It’s hard to believe that we’re already planning for the end of the year. Our science students are studying a wide variety of topics and all the students are looking forward to getting outside and experiencing the nicer weather of spring. Our clubs are also getting ready to help plan and plant the class gardens and planning for our harvest next fall.
On Friday, April 20th, we celebrated Earth Day by having a tree planted on the school grounds in recognition of Jaden Campbell. Jaden is in Mrs. Hoplight’s class and was the Department of Environmental Conservation (DEC) Region 9 winner of the Arbor Day poster contest held each year to celebrate the importance of trees in the environment and our lives. This year’s theme was “Trees for Bees” and the tree donated by the DEC was one that provides food and shelter for bees. Jaden and her classmates helped plant the tree and will also be a source of shade for the student’s using the soccer field (although it may be a few years before there will be enough for more than a couple of kids).
The fifth grade students are wrapping up their health unit and are reporting on what they’ve learned about the dangers of drugs, tobacco, and alcohol. Each of the students designed and is presenting a poster on one of these subjects that will be displayed around the school to share with the other students. Their presentation involves talking to their classmates about their research and the key ideas that they felt were important enough to include in their poster. Their creativity is clearly evident in the quality of their final product.
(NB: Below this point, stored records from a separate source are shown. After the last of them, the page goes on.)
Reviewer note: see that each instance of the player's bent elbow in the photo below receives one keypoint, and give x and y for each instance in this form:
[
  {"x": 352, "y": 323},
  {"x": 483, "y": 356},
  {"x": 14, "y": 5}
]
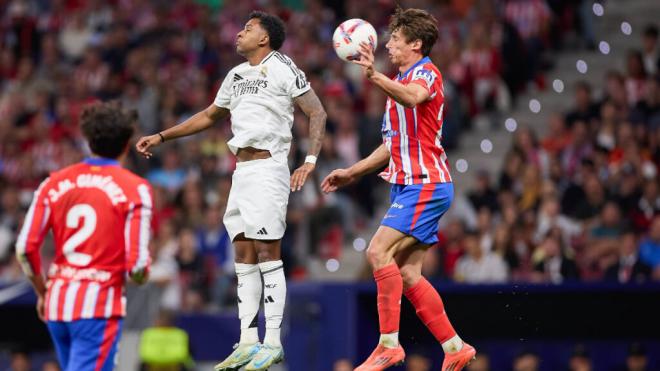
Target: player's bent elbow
[{"x": 319, "y": 115}]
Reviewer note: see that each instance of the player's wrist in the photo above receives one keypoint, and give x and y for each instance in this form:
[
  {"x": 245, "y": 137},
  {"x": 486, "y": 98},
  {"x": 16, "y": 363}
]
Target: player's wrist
[{"x": 311, "y": 159}]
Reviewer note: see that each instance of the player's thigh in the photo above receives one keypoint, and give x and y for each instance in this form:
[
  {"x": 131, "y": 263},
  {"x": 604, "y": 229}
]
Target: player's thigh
[
  {"x": 245, "y": 251},
  {"x": 263, "y": 199},
  {"x": 94, "y": 344},
  {"x": 410, "y": 262},
  {"x": 389, "y": 241},
  {"x": 232, "y": 218},
  {"x": 59, "y": 332},
  {"x": 268, "y": 250}
]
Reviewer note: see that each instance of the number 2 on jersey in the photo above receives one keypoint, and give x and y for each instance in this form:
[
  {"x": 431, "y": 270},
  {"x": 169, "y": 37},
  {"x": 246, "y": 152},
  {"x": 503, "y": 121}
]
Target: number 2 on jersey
[{"x": 73, "y": 218}]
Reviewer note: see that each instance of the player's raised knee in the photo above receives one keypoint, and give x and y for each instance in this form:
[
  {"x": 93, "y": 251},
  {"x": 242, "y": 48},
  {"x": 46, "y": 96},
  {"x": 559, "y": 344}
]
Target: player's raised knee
[
  {"x": 377, "y": 255},
  {"x": 410, "y": 275}
]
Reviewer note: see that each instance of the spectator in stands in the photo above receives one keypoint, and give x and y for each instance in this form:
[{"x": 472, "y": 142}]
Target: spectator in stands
[
  {"x": 646, "y": 114},
  {"x": 557, "y": 137},
  {"x": 478, "y": 266},
  {"x": 216, "y": 249},
  {"x": 171, "y": 176},
  {"x": 483, "y": 194},
  {"x": 603, "y": 237},
  {"x": 647, "y": 207},
  {"x": 650, "y": 49},
  {"x": 164, "y": 268},
  {"x": 584, "y": 109},
  {"x": 532, "y": 19},
  {"x": 649, "y": 250},
  {"x": 19, "y": 361},
  {"x": 636, "y": 79},
  {"x": 194, "y": 277},
  {"x": 628, "y": 266},
  {"x": 552, "y": 264}
]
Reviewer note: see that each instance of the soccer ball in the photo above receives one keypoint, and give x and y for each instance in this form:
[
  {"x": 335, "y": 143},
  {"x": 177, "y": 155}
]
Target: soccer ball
[{"x": 348, "y": 36}]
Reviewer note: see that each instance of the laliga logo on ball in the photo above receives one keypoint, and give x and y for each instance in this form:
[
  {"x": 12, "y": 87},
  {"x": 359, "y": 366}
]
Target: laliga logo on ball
[{"x": 348, "y": 36}]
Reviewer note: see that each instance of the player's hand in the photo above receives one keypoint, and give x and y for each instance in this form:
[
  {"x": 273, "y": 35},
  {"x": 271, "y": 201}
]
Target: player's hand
[
  {"x": 139, "y": 276},
  {"x": 337, "y": 178},
  {"x": 366, "y": 60},
  {"x": 40, "y": 308},
  {"x": 145, "y": 143},
  {"x": 300, "y": 176}
]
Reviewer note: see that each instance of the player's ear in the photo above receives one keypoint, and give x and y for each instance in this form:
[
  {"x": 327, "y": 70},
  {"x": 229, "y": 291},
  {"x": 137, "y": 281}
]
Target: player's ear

The sixth graders are wrapping up their introduction to Earth Science. We started the year studying astronomy, got a little closer to home and looked at the atmosphere around the planer, and just finished our study of the changing face of the Earth. In our last unit, we’ll be looking at what happens beneath the planet’s surface and how the forces under our feet are still making our home planet different. We’re also planning on taking a trip down to the Penn-Dixie Paleontological Site in Hamburg next month and try our hand at collecting fossils. We’ll be able to use these fossils to determine what the environment was like in our area millions of years ago and the type of creatures that called it home.
Seventh graders are studying their introduction to physics and have just completed their study of energy, the different forms it can take, and the ways it can be transformed and harnessed for our use. We’ll be wrapping up the year studying all types of waves, (sound, light, and the electromagnetic spectrum), magnetism and electricity. We’re also looking forward to visits from the local Catholic High Schools to see what each school has to offer so they can make an informed decision next fall.
Living Environment in eighth grade is studying human development and will be getting ready for the Regents exam coming up in June. They are also working in the greenhouse raising some of the plants that will be sold as part of their annual spring plant sale. The information about the plant sale has been included in the weekly family envelope and is included in the church bulletin.
Our greenhouse is being used for a number of different projects. Mrs. Corsini is growing some gourds that will be part of projects that the students will be doing in the fall. Some of the vegetable plants we started a month ago will be going into the class gardens, and we’ll be planting some seeds directly once the soil warms up and we’re sure that the warm weather is here to stay. We will also be installing our new hydroponic units that we’ll be using to grow plants without soil. These units were made possible through the grant from the Diocese and we’ll be using them to raise a crop that should be ready before the end of the year. In the future, we’ll be using the system to show how plants respond to different nutrients, and use our produce in the Culinary/Life Skills program.
Last but not least, the Beekeepers have been working hard to get our beehives ready for their new occupants. Thanks to the generosity of the folks who supported our Honey Sale, the students were able to purchase new beekeeping suits and have assembled four new hives. The next step is to paint the boxes and decide if they want to decorate them in any special way. We’ve been invited to take part in a Honey Harvest the first weekend in October where the students will be able to work at removing the supers, uncapping the honeycomb, loading and operating the extractor, and bottling and labeling the honey. While our hives may produce a little extra this season, this will definitely be an opportunity to see a small-scale apiary and honey house in operation.